二兎追う者たちは、脇目も振らず

 《見切り突き刃金がね落とし》稲浮流の基礎的基礎の見切り特殊技能。相手の突き攻撃を臨機応変に手や足で制止し、御業の中断が可能。多くの者はその行動に驚き、思考停止や力み過ぎて硬直する。一見してみれば隙だらけだが、余計な動作を加えようとしたころには、死のイメージが伝い、肉を切られる前に相手の骨を断つ、後手必中の一手を与えることができる。


《特殊技能》通称、特技と言われる技は、御業と違い上位者からの祝福がなく、誰にでも再現できる技能に用いられる。だからと言って、誰でもできるわけではない。自身の技量が足りず失敗してしまえば、明日その技能が使える身体であるかは保証できないからだ。ただその分、世界の法則が使用者の味方になってくれるだろう。


 実際、横に振れば良いとわたしは刹那に考えたが、そのイメージをした瞬間に首に短剣が埋まっている感覚が伝い、対象じゃないのにヒヤッとした。それを感じ取った彼女はすぐさまその思考を止めて、踏ん張る。が、刃先がズレるような感覚があって、慌てながらも相手を見て、左側に回し蹴りが来ると察知して左腕でガードの姿勢を取った。しかし、それはただの助走だったらしく、持ってかれる勢いと倒れる方向の逆向きの力を同時に入れて、守りを固めてない右頬にその攻撃がクリーンヒット。


「「「「「ミリア様!!」」」」」


 大将はやられたことに仲間は動揺する中、セクハラ王はのけ反り捲れたスカートの中を確認し「おうぅ」と感嘆の声を残し、音響の者ほどそれを聞き逃さなかった。


 その情報が焦りもあって、皆に筒抜けになっていたようで、一瞬、共通認識として「どんな、パンツだったんだろう」と思考が過った。けど、すぐに怒りに変わって、一丸となりその犯人を追う。


 一方、その犯人は五秒ほど黙って並走している友人に「あんな美人でも、クマパン履くんだな」と衝撃的な発言。


 ミリアは集団を追い越し、前に出たタイミングでそうされたから、皆の視線がそちらに集まり、二秒ほど経って「流石にないでしょ」「騙そうって思ってもそうはいかない」「ミリア様は純白な白なはずです」「クマパンですか」「ノーコメント」などと、男女の玉石混淆の意見が入り乱れた。


 それらの発言を聞き今後の威厳に関わると考えてミリア団長は「そんなわけないだろ。捕虜になることも想定してガータ―ベルトにしている。貴様の邪の想いで履いてるものではない!」と実際見たことがないから明言は避けるが、彼女の性格上嘘は付いてないと思う。


 そのことに賛同して「そうです!ミリア様は後先考えて履いてるんです!」「我々を欺くなど笑止千万!」「少しでも、クマパンを考えたわたくしをお許しください」と騒ぎだす始末。


 だが、次に口を開いた真面目男の発言により場はまたひっくり返る。


「かしこいな。実際に見たわけじゃないが、相手の動揺を誘う下着を着用するのはプロの仕事だ。クマパンならなおさら。その動揺の一秒でもあれば、素直に負けていたかもしれねえ」と、クソ真面目な感想を放った。

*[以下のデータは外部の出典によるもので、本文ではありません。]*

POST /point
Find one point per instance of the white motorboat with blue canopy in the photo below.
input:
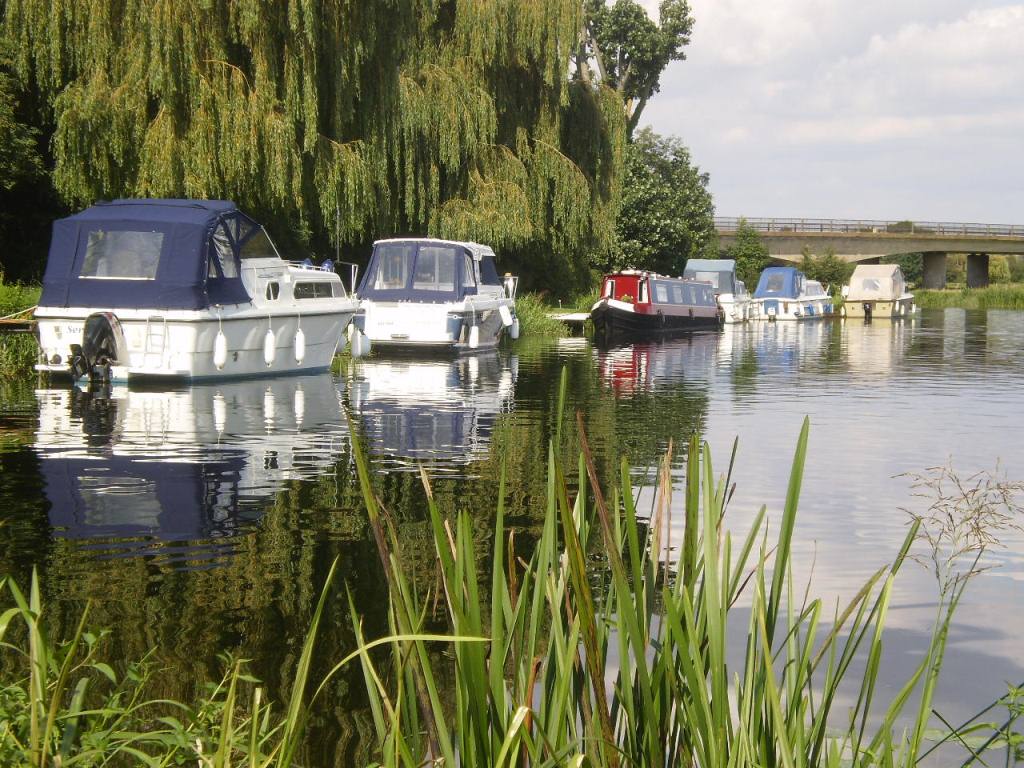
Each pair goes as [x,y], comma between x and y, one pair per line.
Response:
[729,290]
[422,292]
[182,289]
[784,293]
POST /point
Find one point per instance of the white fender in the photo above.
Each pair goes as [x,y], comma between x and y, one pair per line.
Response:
[268,347]
[360,344]
[220,350]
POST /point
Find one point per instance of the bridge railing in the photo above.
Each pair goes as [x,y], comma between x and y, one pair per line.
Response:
[868,226]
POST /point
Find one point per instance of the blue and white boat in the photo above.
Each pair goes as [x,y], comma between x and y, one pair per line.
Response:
[182,289]
[426,293]
[784,293]
[729,290]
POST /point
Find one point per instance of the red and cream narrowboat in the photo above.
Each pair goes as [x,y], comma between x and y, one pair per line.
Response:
[646,303]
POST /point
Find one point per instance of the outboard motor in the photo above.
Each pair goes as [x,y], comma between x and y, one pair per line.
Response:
[102,347]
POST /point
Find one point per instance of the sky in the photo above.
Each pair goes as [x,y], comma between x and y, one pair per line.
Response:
[853,109]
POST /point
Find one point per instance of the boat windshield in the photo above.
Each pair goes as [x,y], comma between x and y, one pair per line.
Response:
[394,264]
[434,268]
[419,270]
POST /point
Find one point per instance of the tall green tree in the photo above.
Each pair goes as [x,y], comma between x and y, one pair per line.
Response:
[28,202]
[751,254]
[630,50]
[668,213]
[453,118]
[826,268]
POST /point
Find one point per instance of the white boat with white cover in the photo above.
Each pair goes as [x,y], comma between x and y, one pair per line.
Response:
[182,289]
[421,292]
[878,291]
[729,290]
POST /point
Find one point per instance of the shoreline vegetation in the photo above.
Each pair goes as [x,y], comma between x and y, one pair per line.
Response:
[999,296]
[599,650]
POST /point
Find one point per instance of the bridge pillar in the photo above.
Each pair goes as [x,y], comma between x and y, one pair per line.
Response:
[977,270]
[935,270]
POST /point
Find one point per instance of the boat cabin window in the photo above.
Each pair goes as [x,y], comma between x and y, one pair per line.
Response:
[314,290]
[122,255]
[393,266]
[223,252]
[468,276]
[434,268]
[488,271]
[776,282]
[258,247]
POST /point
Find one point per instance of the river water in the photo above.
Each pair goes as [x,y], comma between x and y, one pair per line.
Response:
[205,519]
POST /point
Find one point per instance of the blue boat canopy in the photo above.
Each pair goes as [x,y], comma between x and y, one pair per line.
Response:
[164,254]
[428,270]
[779,283]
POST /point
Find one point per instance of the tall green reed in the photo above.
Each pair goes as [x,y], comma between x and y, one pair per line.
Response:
[625,660]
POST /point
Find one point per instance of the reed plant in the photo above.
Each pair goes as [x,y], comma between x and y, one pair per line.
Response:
[602,650]
[17,351]
[535,317]
[1003,296]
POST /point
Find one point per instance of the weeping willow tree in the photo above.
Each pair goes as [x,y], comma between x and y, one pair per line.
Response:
[336,120]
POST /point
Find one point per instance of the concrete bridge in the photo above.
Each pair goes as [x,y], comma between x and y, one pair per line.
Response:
[867,241]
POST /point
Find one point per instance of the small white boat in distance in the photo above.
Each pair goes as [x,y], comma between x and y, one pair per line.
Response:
[181,289]
[426,293]
[729,290]
[877,291]
[784,293]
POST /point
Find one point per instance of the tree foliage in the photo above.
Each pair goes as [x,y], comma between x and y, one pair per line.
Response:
[826,268]
[668,213]
[750,253]
[443,117]
[630,50]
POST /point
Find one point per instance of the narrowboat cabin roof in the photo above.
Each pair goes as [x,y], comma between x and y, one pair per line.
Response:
[779,282]
[720,272]
[167,254]
[428,269]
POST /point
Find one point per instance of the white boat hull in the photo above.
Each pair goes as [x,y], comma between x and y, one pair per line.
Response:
[180,344]
[449,325]
[733,309]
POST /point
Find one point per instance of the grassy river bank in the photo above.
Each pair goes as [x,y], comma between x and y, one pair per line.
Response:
[1001,296]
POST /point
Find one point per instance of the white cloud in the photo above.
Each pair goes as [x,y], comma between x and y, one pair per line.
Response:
[822,107]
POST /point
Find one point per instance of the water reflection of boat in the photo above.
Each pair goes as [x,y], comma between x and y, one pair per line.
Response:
[173,466]
[435,412]
[649,366]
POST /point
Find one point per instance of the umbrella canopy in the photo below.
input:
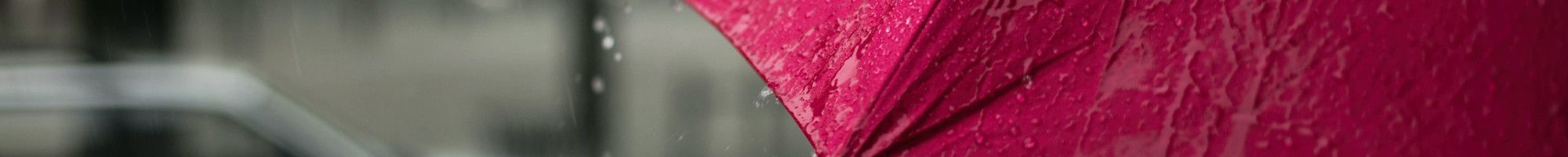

 その発言により、先ほどまでガーターベルト説が優勢だったが、シュレーディンガーパンツ効果により、クマパンツの方がキャラの整合性に合うと判断されて優勢に、それを投影しようと視線はふたたび、団長の尻に注目が集まる。


 背後の熱い視線に本人は恥ずかしくなったのもそうだが、自分の「信頼を利用された」ことに内心、戸惑ってしまう面と、認めることでこれも戦術だと教えられるという便宜、かといって威厳がなくなってしまうと、あれこれ考えてしまった結果。


「そうよ。あたしがはいてるのはクマパンツ。さっき言われた通り」と、頭がパッパラパー状態で言ってしまい。クマパンが皆の共通認識になってしまった。


「そうでしたか」

「ですよね」

「あの~」

「流石ですね」

「問題は解決したのです追いましょう」

「あの~」

「そうです!パンツはどっちか分からなくとも敵は同じです!」

「あの~!!」

「「「「何!!!!」」」」

「その対象が、もういません!!」

「「「「え⁉」」」」


 皆が前を見たときにはその報告通り誰もおらず、二人の姿はどこにもなかった。


 足並み揃えて、皆が止まり周囲を確認。音響のメンバーは直ちに周囲にサーチを入れるが、違和感があるところが引っかからない。


「どこに行った⁉」

「――――報告――します」


 ノイズが入っているが、その声は狙撃手担当の音響の声。


「あのクソ野郎。我々のペイント弾をもとにお手製のペイント物を作っていた模様。弾丸が返ってき物が弾がだと思ってましたが、石ころでした」

「何?つまり――」

「我々には探知できない細工を施し、潜伏していると考えられます。周波数を変えたところでノイズスカートの影響により、他の違和感が分からなくなっています」

「そうか。ご苦労。ここからは、あたしたちの仕事だ」


 音響との連絡を切り、すぐに新たな命令を出す。


「敵はまだ近くに居るはずだ。草の根を分けても探し出せ!!」

「「「「了解!」」」」


 そういって、軍は分かれて対象を捜索。


 一方、二人はすぐ後方のごみ箱の中にいて、その場からミリアス教団の気配が消える時を待ち、出てきていた。


「草の根は分けられても、クサいところまでは手を出さないようだな」

「うるさい。クサいことを言うな」

「ハハ、逃げ切れたから良しとするよ」

「能天気だな」

「目的地はこっちだ。警戒区域ホットゾーン抜けるまでは従ってもらうよ」

「了解。見つかったら、即決で差し出すからな」


 そんネタをかます余裕を持って、二人はその警戒区域から脱出し、本来の目的地へと向かうのであった。